Monday, November 25, 2013

The light of faith by Pope Francis

I was sent Pope Francis' "The light of faith" (Lumen Fidei) Ignatius Press, 2013, this summer to review. I pick it up occasionally and think, I really need to get into this. But I've found it not terribly readable--but then it's the first encyclical I've ever read. Beginning Oct. 2012, it was the year of faith for Roman Catholics. Pope Benedict had already written on charity and hope (Deus Caritas Est (2005) and Spe Salvi (2007) , and this was outlined as part of that trilogy, when he resigned in February. Francis calls it a work of 4 hands, and that it is, with Benedict's scholarly references to giants of the past, and Francis' sweetness in reaching out to the ordinary person in faith.
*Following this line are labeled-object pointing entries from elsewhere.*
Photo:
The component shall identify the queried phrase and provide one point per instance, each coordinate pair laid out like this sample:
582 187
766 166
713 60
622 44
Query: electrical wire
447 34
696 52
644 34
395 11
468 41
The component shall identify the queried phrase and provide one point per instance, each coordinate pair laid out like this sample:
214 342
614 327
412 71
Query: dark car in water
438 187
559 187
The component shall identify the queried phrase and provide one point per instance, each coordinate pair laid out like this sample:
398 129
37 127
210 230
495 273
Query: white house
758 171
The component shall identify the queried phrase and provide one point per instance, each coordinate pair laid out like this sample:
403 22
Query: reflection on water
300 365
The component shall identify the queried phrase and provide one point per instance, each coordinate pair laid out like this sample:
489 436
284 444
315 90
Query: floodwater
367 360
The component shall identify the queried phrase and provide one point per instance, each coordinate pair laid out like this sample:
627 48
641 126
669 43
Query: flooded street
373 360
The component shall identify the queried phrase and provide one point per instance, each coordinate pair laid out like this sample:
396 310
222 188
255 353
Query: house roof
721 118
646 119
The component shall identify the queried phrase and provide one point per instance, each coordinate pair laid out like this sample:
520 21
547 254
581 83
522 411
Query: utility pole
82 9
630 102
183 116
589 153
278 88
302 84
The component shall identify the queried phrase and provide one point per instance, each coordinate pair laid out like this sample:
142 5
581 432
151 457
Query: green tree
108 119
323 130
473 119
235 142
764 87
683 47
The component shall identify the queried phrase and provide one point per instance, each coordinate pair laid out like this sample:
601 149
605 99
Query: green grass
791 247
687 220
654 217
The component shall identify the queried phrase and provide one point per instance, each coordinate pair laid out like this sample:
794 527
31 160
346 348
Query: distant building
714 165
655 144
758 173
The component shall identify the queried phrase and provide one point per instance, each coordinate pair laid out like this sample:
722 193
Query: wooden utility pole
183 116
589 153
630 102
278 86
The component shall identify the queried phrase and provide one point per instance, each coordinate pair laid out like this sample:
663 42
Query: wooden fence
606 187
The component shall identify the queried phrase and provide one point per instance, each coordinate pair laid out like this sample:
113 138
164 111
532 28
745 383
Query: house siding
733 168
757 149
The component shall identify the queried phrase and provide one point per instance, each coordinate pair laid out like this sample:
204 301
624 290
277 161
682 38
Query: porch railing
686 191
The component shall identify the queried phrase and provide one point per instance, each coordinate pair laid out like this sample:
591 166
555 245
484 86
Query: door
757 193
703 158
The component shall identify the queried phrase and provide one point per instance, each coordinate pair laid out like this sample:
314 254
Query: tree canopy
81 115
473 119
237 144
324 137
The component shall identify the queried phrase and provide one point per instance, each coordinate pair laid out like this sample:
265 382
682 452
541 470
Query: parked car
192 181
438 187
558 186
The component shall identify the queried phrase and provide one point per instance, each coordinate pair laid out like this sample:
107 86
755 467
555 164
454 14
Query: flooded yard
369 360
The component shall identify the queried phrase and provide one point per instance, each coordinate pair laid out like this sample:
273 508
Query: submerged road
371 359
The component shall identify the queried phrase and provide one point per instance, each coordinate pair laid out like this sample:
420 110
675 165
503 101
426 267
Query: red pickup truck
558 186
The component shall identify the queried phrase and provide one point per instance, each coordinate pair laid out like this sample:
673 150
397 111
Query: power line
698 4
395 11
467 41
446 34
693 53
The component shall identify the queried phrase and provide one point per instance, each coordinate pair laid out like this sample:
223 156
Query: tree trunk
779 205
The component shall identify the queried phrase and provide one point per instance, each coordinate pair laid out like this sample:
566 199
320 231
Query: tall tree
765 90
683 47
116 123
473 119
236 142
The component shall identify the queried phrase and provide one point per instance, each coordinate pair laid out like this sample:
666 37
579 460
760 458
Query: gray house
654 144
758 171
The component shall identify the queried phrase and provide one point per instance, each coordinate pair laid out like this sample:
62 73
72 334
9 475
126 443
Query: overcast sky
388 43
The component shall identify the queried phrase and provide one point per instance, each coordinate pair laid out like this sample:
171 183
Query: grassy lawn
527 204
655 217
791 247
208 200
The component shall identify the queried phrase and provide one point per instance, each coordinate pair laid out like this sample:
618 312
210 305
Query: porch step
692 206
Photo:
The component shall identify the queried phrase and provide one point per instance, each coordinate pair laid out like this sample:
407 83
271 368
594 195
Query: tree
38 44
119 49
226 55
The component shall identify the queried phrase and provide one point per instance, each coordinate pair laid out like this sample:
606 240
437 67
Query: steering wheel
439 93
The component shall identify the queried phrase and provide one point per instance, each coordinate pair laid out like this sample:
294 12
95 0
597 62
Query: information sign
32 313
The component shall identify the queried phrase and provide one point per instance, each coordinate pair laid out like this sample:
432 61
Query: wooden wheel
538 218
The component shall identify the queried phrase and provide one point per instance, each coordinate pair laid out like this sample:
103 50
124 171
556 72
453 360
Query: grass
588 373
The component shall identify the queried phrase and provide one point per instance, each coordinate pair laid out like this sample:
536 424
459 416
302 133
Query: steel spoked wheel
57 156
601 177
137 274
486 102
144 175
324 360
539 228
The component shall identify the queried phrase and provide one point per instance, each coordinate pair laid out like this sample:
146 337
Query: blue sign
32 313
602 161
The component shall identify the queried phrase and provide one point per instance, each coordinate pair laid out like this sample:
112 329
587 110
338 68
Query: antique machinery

I'll continue to dip in--and it's a small book about 5 x 7 with 110 pages. It still feels a little like an outline, but both of these great men know far more on the subject than I do, so it won't be wasted effort. I’ll keep working at it.

Pope Benedict “had almost completed a first draft of an encyclical on faith” before his retirement in February 2013, Pope Francis writes, adding that “I have taken up his fine work and added a few contributions of my own.”

Commentators are likely to differ in attributing specific passages, but the document clearly recalls the writings of Benedict XVI in its extensive treatment of the dialogue between faith and reason and its many citations of St Augustine, not to mention references to Friedrich Nietzsche and Fyodor Dostoyevsky.

On other hand, warnings of the dangers of idolatry, Gnosticism and Pharisaism, a closing prayer to Mary as the “perfect icon of faith”, and an entire section on the relevance of faith to earthly justice and peace echo themes that Pope Francis has already made signatures of his young pontificate.